Friday, 19 April 2013

More Donkeying Around

The last time I did a two-part post it was to provide details of the maths relating to my Variable-Dependent Transparency Arrays, and in between the news of the papal election broke and I had to wait an extra week to get my more topical post out.

This week I'm out in the field, so I couldn't provide a more topical post if I tried. And again, the need for a two-parter was caused by the desire not to overload you with maths that, I assure you, makes perfect sense in my head. Most of the maths this time is pretty basic, relying mostly on ratios, averages and differences but it is always ten times harder to explain in words than it is to actually do the maths.

The Story So Far:

So, we have been looking for a method to determined the prevalence of Donkey Voting, that statistically irritating practice of voting 1, 2, 3, 4 from top to bottom regardless of candidate order. The problem, of course, has been isolating these votes from those of people who voted 1, 2, 3, 4 from top to bottom as the result of reasoned decision-making.
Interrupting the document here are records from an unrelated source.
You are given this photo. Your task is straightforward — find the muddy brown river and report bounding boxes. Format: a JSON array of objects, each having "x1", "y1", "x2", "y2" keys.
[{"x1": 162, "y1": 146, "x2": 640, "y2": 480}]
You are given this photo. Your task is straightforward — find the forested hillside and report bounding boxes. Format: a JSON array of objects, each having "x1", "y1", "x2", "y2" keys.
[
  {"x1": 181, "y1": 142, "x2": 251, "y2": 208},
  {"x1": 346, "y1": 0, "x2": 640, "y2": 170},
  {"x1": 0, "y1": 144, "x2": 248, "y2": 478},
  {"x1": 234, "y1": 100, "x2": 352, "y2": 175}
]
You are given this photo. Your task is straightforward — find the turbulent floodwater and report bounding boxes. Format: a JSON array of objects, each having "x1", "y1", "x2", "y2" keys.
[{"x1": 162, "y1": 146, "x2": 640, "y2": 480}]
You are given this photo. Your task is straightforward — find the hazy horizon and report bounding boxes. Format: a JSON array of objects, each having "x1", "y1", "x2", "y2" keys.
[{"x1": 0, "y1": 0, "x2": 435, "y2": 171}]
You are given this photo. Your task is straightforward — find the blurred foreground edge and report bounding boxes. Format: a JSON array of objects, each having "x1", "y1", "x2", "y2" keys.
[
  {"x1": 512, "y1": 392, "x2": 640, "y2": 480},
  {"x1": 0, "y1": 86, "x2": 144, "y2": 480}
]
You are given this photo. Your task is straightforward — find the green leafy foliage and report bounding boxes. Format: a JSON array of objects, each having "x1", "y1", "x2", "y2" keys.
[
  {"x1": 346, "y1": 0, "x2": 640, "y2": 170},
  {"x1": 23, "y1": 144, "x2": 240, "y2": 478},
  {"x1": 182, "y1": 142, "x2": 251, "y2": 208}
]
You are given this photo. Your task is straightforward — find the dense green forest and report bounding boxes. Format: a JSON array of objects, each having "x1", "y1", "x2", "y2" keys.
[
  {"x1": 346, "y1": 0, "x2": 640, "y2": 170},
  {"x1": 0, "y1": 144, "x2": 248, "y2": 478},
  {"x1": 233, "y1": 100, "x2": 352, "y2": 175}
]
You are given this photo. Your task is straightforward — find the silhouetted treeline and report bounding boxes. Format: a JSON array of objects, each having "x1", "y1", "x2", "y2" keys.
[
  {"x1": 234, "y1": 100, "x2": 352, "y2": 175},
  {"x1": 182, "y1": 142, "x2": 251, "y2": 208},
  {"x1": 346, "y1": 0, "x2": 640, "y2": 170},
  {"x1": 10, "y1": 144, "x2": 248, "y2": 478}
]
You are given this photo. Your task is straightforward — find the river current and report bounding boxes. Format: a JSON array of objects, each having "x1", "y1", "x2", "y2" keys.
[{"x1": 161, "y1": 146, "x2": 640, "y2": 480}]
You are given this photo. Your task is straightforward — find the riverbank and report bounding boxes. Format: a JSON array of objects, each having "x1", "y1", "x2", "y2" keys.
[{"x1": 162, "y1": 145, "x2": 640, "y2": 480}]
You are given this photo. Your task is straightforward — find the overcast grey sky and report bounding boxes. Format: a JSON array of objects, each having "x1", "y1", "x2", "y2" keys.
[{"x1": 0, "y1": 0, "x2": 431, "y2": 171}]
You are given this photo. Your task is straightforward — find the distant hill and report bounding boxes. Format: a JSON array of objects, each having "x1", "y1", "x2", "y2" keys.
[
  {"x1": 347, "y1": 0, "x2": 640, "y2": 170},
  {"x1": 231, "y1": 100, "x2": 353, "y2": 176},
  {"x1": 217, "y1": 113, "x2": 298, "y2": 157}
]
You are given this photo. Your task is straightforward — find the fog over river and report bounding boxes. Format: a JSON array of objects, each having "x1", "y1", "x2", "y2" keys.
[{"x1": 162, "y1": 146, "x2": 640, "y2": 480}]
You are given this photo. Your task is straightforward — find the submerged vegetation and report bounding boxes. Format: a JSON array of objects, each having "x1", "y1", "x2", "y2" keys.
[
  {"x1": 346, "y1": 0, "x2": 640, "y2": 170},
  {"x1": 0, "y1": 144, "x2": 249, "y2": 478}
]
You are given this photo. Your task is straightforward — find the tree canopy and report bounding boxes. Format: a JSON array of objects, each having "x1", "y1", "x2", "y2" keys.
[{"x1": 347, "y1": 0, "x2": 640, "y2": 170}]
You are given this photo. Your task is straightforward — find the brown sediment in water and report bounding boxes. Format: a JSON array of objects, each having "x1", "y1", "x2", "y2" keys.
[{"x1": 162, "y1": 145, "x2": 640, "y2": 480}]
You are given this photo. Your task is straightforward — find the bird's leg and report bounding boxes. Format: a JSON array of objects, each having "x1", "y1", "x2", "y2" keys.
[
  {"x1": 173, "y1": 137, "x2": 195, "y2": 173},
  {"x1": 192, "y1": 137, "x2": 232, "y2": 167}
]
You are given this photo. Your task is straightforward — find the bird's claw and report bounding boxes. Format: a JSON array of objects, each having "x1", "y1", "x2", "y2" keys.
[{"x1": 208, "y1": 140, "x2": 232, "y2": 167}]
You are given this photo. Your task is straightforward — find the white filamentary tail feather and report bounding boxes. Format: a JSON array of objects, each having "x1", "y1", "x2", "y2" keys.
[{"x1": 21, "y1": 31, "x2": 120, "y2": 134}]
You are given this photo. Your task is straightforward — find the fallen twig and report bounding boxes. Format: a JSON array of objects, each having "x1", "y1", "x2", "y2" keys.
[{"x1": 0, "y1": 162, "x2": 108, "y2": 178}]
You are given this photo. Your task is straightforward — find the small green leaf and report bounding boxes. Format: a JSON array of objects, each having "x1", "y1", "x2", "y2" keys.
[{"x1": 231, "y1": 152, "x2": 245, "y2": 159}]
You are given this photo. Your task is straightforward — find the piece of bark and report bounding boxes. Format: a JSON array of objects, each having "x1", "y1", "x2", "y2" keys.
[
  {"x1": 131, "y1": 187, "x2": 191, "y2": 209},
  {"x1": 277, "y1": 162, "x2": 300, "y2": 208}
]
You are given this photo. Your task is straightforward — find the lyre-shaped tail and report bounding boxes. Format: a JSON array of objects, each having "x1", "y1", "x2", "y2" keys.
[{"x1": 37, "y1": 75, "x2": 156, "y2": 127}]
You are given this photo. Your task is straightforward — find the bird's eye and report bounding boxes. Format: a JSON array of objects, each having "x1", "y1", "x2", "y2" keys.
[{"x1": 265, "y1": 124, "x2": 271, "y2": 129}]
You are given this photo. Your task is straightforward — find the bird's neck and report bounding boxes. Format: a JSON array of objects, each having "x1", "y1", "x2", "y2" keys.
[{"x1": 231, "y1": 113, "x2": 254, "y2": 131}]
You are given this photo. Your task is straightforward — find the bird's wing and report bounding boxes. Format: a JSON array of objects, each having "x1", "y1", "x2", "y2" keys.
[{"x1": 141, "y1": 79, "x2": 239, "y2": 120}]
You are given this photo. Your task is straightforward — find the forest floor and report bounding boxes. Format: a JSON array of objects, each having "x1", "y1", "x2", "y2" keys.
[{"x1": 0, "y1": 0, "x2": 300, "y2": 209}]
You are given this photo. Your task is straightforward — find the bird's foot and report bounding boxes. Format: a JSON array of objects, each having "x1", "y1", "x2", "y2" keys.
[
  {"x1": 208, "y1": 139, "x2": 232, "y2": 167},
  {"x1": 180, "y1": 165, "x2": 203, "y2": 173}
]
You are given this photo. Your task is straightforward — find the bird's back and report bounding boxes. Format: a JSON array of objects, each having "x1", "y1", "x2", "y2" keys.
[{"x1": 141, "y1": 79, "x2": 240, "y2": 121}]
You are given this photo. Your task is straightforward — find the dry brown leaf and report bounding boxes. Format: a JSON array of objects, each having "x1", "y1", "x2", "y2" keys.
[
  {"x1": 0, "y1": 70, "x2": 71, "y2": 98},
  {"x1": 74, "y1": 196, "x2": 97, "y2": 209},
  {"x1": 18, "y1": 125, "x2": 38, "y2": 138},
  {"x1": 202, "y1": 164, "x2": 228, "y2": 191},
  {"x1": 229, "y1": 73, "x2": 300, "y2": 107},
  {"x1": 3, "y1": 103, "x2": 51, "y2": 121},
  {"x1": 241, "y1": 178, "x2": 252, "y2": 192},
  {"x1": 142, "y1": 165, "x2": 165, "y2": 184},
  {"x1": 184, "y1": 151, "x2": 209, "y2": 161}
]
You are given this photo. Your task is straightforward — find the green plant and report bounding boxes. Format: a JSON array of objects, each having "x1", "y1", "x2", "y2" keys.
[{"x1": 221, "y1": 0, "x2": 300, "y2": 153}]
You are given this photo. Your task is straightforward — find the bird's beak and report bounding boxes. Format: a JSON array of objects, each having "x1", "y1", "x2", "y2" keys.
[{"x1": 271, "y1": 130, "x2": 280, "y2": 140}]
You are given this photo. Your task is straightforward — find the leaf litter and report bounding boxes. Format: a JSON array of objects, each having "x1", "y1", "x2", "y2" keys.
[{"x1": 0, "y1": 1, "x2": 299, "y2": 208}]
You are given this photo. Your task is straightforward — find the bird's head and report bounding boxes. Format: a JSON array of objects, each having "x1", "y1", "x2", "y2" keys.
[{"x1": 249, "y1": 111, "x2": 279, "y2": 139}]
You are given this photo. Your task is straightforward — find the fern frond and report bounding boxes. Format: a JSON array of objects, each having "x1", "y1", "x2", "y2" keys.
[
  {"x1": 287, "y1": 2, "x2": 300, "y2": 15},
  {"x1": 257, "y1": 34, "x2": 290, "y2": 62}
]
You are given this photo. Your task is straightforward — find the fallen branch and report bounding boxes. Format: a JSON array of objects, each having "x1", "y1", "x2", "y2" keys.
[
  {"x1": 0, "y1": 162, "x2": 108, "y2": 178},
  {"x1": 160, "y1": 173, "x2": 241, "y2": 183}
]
Purely looking at the portion of votes received by first-place candidates is obviously going to overlook some major factors such as the fact that certain major parties regularly receive more votes than other minor ones.

It turns out that comparing their proportion of the vote in a given division against their parties national average is highly unreliable, giving an average of 3.05 and a standard deviation (σ) of 12.04 among parties that led the ballot, and compared to an average of 4.06 for all candidates and a σ of 11.86. In both cases the σ value is several times greater than the mean, and using the 68-95-99.7 rule we can expect a spread greater than ± 30. Given the mean is only around 5% of the range, we may as well call it 0 ± 30.

Some of the main factors affecting this calculation are that candidates will perform much better given fewer opposiing candidates, and will collect a larger portion of the vote when there is no other party competing for their support base (i.e. they are the only left-wing or right-wing party). It is also important to realise that, with the exception of the ALP and Greens, no party contested every seat and thus had a national primary vote undermined by at least a few seats where they received 0% of the vote.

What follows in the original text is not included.